SCSI error: return code = 0x00010000
end_request: I/O error, dev sdg, sector 524287992
sd 1:0:1:3: SCSI error: return code = 0x00010000
end_request: I/O error, dev sdg, sector 0
sd 1:0:1:4: SCSI error: return code = 0x00010000
end_request: I/O error, dev sdh, sector 0
sd 1:0:1:4: SCSI error: return code = 0x00010000
end_request: I/O error, dev sdh, sector 0
sd 1:0:1:4: SCSI error: return code = 0x00010000
end_request: I/O error, dev sdh, sector 524287992
sd 1:0:1:4: SCSI error: return code = 0x00010000
end_request: I/O error, dev sdh, sector 524287992
sd 1:0:1:4: SCSI error: return code = 0x00010000
end_request: I/O error, dev sdh, sector 0

Also, the following partial vgdisply -v output
seems to confirm the error messages from the logs (listed above):

# vgdisplay -v
Finding all volume groups
/dev/sda: read failed after 0 of 4096 at 0: Input/output error
/dev/sdb: read failed after 0 of 4096 at 0: Input/output error
/dev/sdc: read failed after 0 of 4096 at 0: Input/output error
/dev/sdd: read failed after 0 of 4096 at 0: Input/output error
/dev/sde: read failed after 0 of 4096 at 0: Input/output error
/dev/sdf: read failed after 0 of 4096 at 0: Input/output error
/dev/sdg: read failed after 0 of 4096 at 0: Input/output error
/dev/sdh: read failed after 0 of 4096 at 0: Input/output error
Found duplicate PV xjjRbOG92EcZA4tIWdCgCTg1hfYPl2w1: using /dev/sdm not /dev/sdi
Found duplicate PV 0MKA80XY7DWOKcmIgohS6l8IENebjUgT: using /dev/sdn not /dev/sdj
Found duplicate PV u2VZKuhxRDOVCXunN0czzOvaF4liqmZg: using /dev/sdo not /dev/sdk
Found duplicate PV LEYBZCSyOltHJhpojFE7vaZruMDpXBio: using /dev/sdp not /dev/sdl

Partial output of dmesg:

end_request: I/O error, dev sdf, sector 0
sd 1:0:1:2: SCSI error: return code = 0x00010000
end_request: I/O error, dev sdf, sector 0
sd 1:0:1:2: SCSI error: return code = 0x00010000
end_request: I/O error, dev sdf, sector 524287992

Has anyone seen this before or can someone point me in the right direction to begin troubleshooting this?

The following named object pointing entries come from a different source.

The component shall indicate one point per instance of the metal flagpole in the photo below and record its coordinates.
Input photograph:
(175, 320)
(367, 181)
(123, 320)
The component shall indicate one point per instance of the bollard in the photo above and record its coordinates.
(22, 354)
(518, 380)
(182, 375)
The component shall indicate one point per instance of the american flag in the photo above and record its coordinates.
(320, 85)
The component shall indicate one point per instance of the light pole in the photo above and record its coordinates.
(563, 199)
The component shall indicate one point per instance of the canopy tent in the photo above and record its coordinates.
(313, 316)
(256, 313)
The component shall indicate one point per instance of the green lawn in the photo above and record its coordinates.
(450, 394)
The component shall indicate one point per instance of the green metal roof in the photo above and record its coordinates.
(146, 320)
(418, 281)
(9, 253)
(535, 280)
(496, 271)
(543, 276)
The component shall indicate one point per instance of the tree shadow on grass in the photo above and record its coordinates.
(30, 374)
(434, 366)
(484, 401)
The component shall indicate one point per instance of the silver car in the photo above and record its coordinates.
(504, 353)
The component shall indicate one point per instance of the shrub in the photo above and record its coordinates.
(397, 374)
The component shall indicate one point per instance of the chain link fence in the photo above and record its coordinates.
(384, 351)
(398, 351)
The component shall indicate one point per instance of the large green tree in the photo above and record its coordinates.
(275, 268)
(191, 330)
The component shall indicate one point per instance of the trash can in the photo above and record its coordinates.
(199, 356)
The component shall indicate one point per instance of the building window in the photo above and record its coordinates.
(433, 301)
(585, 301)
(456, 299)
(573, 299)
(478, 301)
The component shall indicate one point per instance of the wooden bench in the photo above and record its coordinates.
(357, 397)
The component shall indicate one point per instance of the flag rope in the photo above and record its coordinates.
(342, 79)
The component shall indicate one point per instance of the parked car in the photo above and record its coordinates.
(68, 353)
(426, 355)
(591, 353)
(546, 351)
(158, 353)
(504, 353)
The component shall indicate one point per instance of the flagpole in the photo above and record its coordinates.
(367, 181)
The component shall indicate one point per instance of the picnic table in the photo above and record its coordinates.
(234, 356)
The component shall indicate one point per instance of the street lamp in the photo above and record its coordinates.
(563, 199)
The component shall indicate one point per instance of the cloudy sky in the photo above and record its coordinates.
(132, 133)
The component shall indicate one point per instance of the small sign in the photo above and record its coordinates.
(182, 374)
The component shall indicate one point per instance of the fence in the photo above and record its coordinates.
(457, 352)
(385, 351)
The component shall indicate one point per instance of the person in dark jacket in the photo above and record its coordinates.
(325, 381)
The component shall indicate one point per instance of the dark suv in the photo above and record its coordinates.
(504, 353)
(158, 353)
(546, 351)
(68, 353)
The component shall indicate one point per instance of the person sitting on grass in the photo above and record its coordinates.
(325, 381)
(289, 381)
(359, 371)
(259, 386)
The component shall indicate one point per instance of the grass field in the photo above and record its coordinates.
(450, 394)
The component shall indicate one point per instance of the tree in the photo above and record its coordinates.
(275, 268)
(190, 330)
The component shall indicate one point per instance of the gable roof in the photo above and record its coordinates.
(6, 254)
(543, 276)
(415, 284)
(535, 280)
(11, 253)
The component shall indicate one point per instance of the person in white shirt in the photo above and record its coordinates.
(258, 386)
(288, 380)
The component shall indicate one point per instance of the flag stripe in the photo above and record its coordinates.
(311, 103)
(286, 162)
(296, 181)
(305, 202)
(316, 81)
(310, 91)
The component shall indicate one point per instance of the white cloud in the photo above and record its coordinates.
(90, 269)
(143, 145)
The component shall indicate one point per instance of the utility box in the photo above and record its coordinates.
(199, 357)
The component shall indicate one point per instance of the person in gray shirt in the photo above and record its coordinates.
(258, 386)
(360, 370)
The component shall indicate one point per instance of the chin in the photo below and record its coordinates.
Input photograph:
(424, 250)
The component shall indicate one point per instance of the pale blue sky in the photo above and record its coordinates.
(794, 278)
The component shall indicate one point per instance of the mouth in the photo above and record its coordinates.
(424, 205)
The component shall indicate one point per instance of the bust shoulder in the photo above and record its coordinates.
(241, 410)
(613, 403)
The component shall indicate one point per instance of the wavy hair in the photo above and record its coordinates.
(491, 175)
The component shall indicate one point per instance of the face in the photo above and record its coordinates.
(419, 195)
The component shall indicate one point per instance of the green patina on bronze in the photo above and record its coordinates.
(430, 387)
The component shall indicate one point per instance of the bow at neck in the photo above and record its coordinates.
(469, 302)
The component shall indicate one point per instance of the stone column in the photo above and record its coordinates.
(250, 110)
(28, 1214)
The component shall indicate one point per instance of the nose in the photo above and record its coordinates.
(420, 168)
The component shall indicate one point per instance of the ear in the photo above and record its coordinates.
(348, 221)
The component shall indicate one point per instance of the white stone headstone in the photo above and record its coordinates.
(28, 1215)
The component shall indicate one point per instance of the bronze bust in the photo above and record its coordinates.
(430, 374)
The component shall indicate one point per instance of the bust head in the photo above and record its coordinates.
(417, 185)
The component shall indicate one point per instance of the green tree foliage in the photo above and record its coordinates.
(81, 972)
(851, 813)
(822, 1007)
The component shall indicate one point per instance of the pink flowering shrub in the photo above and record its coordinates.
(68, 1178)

Thanks in advance!

robs
5 REPLIES 5
Ivan Ferreira
Honored Contributor

Re: Need Help Interpreting I/O Error Messages

It seems that your linux server is not correctly configured for multipath, as you are seeing "duplicate PV". Maybe your firmware upgrade changed the behaviour of the storage. Ensure that you have configured some multipath software.

Also, if you haven't configured multipath, during firmware upgrade and controller reboots, you will lose access to your disks.
Por que hacerlo dificil si es posible hacerlo facil? - Why do it the hard way, when you can do it the easy way?
robs58
Occasional Advisor

Re: Need Help Interpreting I/O Error Messages

Ivan,

Thanks for your earlier reply!

There was an eva firmware upgrade at the time of the incident. Several other servers encountered the event but were able to recover. Not knowing the specifics of how or if multipath was configured, it appears that multipath is not configured or not configured properly on the server.

Among other things:

the multipath daemon is not configured to start on startup and is not running
log $ /sbin/chkconfig --list multipathd
multipathd 0:off 1:off 2:off 3:off 4:off 5:off 6:off

# /sbin/service multipathd status
multipathd is stopped

the /etc/multipath.conf file does not appear to have been touched and blacklists all devices:
etc $ more multipath.conf
# This is a basic configuration file with some examples, for device mapper
. . .
blacklist {
devnode "*"
}
. . .

not sure, but ├в multipath ├в ll ├в showing no output also indicates that multipath is not configured .

Is it possible that a reboot of the system would re-acquire the LUN connections?
Ivan Ferreira
Honored Contributor
Solution

Re: Need Help Interpreting I/O Error Messages

Yes it's possible, but the real solution is to configure multipath or this event will occur again.
Por que hacerlo dificil si es posible hacerlo facil? - Why do it the hard way, when you can do it the easy way?
JM asks
Advisor

Re: Need Help Interpreting I/O Error Messages

a messages that did pop up AT the time of the firmware update:

kernel: rport-1:0-7: blocked FC remote port time out: saving binding
kernel: rport-1:0-6: blocked FC remote port time out: saving binding


robs58
Occasional Advisor

Re: Need Help Interpreting I/O Error Messages

Points have been assigned. Thanks for your assistance!